The Reserve Bank of India (RBI) has forecast India’s GDP growth at 6.8% for the fiscal year, slightly higher
than S&P’s 6.5%. Both projections, however, indicate a healthy and stable growth trajectory amid global
economic challenges such as inflation, geopolitical instability, and trade friction.
Year-on-year inflation rate based on All India Consumer Price Index (CPI) for the month of October, 2025
over October, 2024 is 0.25% (Provisional). There is decrease of 119 basis points in headline inflation of
October, 2025 in comparison to September, 2025. Year-on-year inflation rate based on All India
Consumer Food Price Index (CFPI) for the month of October, 2025 over October, 2024 is -5.02%
(Provisional). Corresponding inflation rates for rural and urban are –4.85% and -5.18%, respectively.

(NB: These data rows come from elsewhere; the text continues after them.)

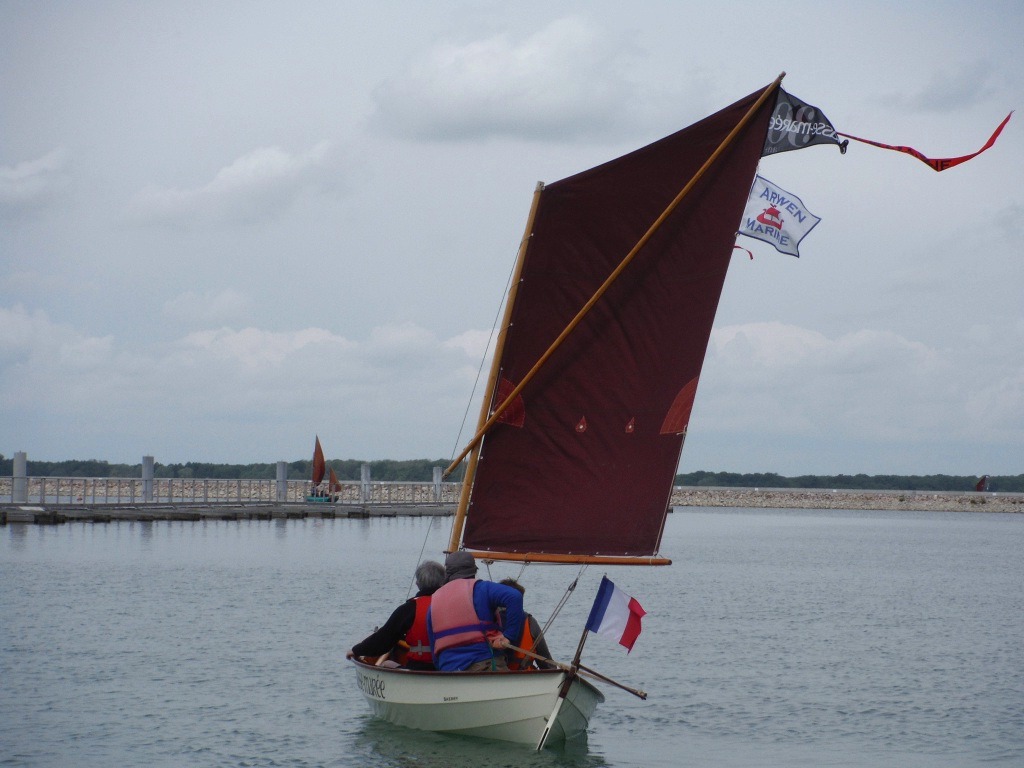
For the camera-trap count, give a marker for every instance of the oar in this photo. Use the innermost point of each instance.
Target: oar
(586, 670)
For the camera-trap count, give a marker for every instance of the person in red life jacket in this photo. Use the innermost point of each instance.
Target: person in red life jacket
(532, 639)
(462, 621)
(408, 624)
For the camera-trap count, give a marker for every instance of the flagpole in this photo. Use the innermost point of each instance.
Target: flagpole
(570, 675)
(496, 415)
(584, 671)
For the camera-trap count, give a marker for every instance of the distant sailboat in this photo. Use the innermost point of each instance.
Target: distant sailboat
(593, 379)
(316, 494)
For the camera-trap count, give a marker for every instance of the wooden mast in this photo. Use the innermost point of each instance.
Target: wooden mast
(488, 392)
(497, 413)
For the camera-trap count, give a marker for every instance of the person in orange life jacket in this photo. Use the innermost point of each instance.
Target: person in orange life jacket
(531, 639)
(408, 622)
(462, 621)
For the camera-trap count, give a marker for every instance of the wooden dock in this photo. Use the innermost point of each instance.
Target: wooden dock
(98, 513)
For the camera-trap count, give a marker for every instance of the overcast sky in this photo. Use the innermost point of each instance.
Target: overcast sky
(225, 227)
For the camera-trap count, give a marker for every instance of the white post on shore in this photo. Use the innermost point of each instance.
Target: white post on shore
(364, 483)
(147, 465)
(19, 475)
(282, 481)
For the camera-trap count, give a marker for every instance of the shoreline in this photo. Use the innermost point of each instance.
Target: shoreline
(682, 498)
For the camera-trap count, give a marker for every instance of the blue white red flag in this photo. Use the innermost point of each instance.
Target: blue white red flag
(775, 216)
(615, 614)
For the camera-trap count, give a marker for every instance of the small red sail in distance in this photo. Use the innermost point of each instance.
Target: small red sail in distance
(320, 466)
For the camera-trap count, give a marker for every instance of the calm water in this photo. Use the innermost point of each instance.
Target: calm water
(777, 638)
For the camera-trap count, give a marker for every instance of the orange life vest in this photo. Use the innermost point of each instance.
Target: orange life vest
(454, 619)
(417, 637)
(519, 660)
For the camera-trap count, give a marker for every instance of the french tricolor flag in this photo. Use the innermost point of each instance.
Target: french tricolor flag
(615, 614)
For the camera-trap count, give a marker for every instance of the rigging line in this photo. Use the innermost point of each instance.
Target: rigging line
(430, 522)
(483, 358)
(561, 603)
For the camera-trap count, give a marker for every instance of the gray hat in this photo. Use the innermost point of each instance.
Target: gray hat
(459, 565)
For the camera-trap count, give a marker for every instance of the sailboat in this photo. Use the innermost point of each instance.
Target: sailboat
(595, 370)
(316, 494)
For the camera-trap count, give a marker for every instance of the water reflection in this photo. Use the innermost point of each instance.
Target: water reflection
(381, 743)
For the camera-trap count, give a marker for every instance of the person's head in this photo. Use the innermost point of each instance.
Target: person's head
(460, 564)
(429, 577)
(514, 585)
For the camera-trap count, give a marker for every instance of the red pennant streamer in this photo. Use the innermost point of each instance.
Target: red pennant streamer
(936, 164)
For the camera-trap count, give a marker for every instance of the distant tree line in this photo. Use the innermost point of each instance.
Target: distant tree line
(996, 483)
(420, 470)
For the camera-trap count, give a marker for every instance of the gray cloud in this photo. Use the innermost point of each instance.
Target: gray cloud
(257, 186)
(33, 183)
(566, 80)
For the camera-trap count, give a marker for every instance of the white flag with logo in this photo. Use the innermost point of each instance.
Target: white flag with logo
(775, 216)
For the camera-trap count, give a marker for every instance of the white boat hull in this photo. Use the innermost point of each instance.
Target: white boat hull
(507, 706)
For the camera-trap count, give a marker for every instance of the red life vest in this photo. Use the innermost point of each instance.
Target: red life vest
(417, 638)
(454, 619)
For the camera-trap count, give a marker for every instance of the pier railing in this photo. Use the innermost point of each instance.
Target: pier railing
(131, 491)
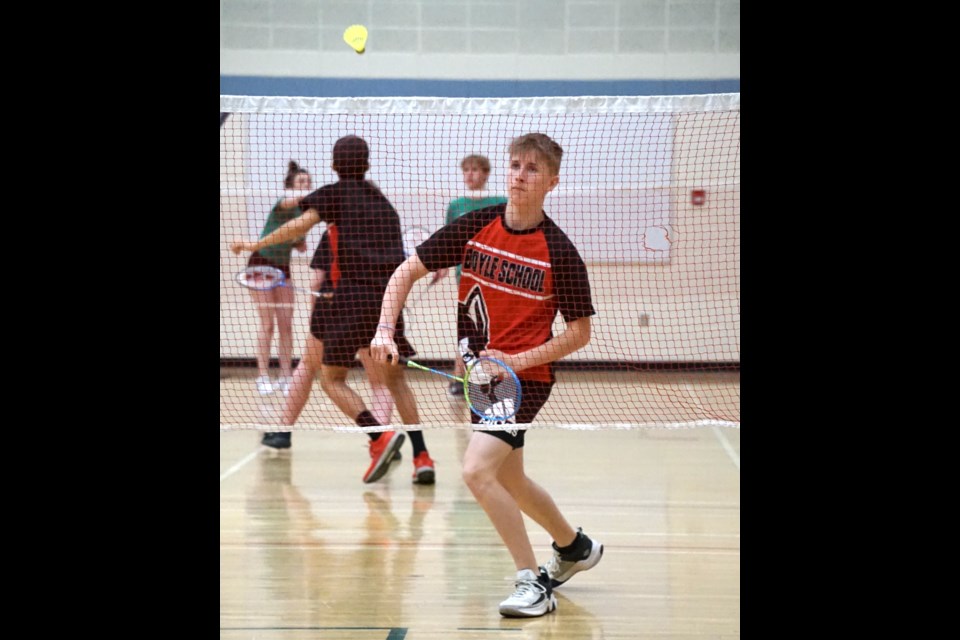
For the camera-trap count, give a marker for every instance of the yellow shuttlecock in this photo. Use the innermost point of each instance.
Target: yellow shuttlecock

The decline in headline inflation and food inflation during the month of October, 2025 is mainly attributed
to full month’s impact of decline in GST, favourable base effect and to drop in inflation of Oils and fats,
Vegetables, Fruits, Egg, Footwear, Cereals and products, Transport and Communication etc.
The HSBC Flash India Composite Output Index, which measures the combined performance of India’s
manufacturing and services sectors, fell to 59.9 in November from 60.4 in October, according to data
released by S&P Global. Manufacturing reported the steepest slowdown. The flash India Manufacturing
PMI fell to a nine-month low of 57.4 from 59.2 in October, citing weaker factory production and softer
new business inflows. Services activity offered some support, rising to 59.5 from October’s 58.9. However,
new export orders across both sectors rising at the slowest pace since March, reflecting the drag from the
U.S. decision to impose 50% tariffs on certain imports from India.